Seguindo também um hábito imposto pela censura, nessas primeiras aventuras de TinTin editadas no Papagaio foi o aportuguesamento dos nomes dos personagens.

TinTin foi designado como Tim-Tim, um repórter “português”, o cão Millou transformou-se, primeiro em Pom-Pom e, depois, na “cadela” Rom-Rom, para que o seu nome não fosse confundido com a cantora Milú, uma famosa cançonetista da rádio portuguesa.

O Capitão Haddock foi transformado no Capitão Rosa que, em vez de beber Whisky, passou a beber Vinho do Porto, o professor Tournesol foi baptizado como senhor Pintadinho de Branco e, mais tarde, professor Girassol.

Um dos casos mais estranhos foi transformar um dos poucos “portugueses” originais da série, o “vendedor ambulante” Oliveira da Figueira, que apareceu pela primeira vez na aventura “Os Charutos do Faraó” (1934), num espanhol de Málaga, fugido da Guerra de Espanha (altura em que essa aventura foi editada no ”O Papagaio”), talvez porque fosse considerado uma figura pouco abonatória do ideal do “português” propagandeado pelo Estado Novo.

A adaptação dos nomes originais de conhecidas personagens da BD por nomes portuguese foi um dos efeitos mais visíveis das recomendações da censura para a edição dessas publicações.

Um dos casos mais famosos foi o aportuguesamento de Battler Britton, as aventuras de um aviador inglês da 2ª Guerra, série criada em 7 de Janeiro de 1956, com desenhos de Geoff Campion e argumento de Mike Butterworth, publicada em Inglaterra até 1987 e que teve mais de 10 desenhadores a dar continuação à série, entre eles os consagrados Hugo Pratt e o argentino Dino Battaglia. Na publicação em Portugal, por imposição da censura nacionalista, o heroico aviador foi baptizado de Major Alvega, um “luso-britânico”, filho de “pai alentejano” e mãe inglesa.

Se até 1950 a publicação de cartoon´s e BD obedecia às regras gerais da censura, impostas pelo regime salazarista em vários decretos publicados desde os anos de 1930, nesse ano foram publicadas indicações precisas para as edições infantojuvenis, nas “Instruções sobre literatura infantil” editadas pela Direcção dos Serviços  de Censura.

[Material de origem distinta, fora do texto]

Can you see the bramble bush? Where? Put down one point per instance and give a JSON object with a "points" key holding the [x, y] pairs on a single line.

Atendendo à falta de espaço para poder escalpelizar o conteúdo desse documentos, tudo o que aqui referimos pode ser consultado na exposição patente ao publico nos paços do concelho sobre a Censura na Banda Desenhada, uma das iniciativas do BD VEDRAS, aqui transcrevemos uma das frases mais significativas e que resume o espírito paternalista e nacionalista dessas instruções: “Parece desejável que as crianças portuguesas sejam cultivadas, não como cidadãos do mundo [sublinhado nosso], em preparação, mas como crianças portuguesas que mais tarde já não serão crianças, mas continuarão a ser portuguesas”.

Para além dos documentos expostos nessa exposição, o tema da censura e do efeito da inteligência artificial sobre a censura e a criatividade da 9ª arte vão ser tema de debate publico, amanhã, Sábado, na Biblioteca Municipal de Torres Vedras, pelas 17. 30, com a presença de  José Pacheco Pereira e Carlos Nuno (Ephemera), responsáveis pelas exposições sobre a censura organizadas por essa associação,  Álvaro Matos (historiador/arquivista), responsável pela Hemeroteca de Lisboa, autor de vários estudos sobre a censura na imprensa e no cartoon e  Rui Alves Sousa (jornalista Antena 1), responsável pelo programa “mortinhos por sair de casa” e “pranchas e balões”.

(1)   FRÉMION, YVES, Images Interdites – La Censure au XXIe Siécle,  ed. Gallimard, Paris, 2022.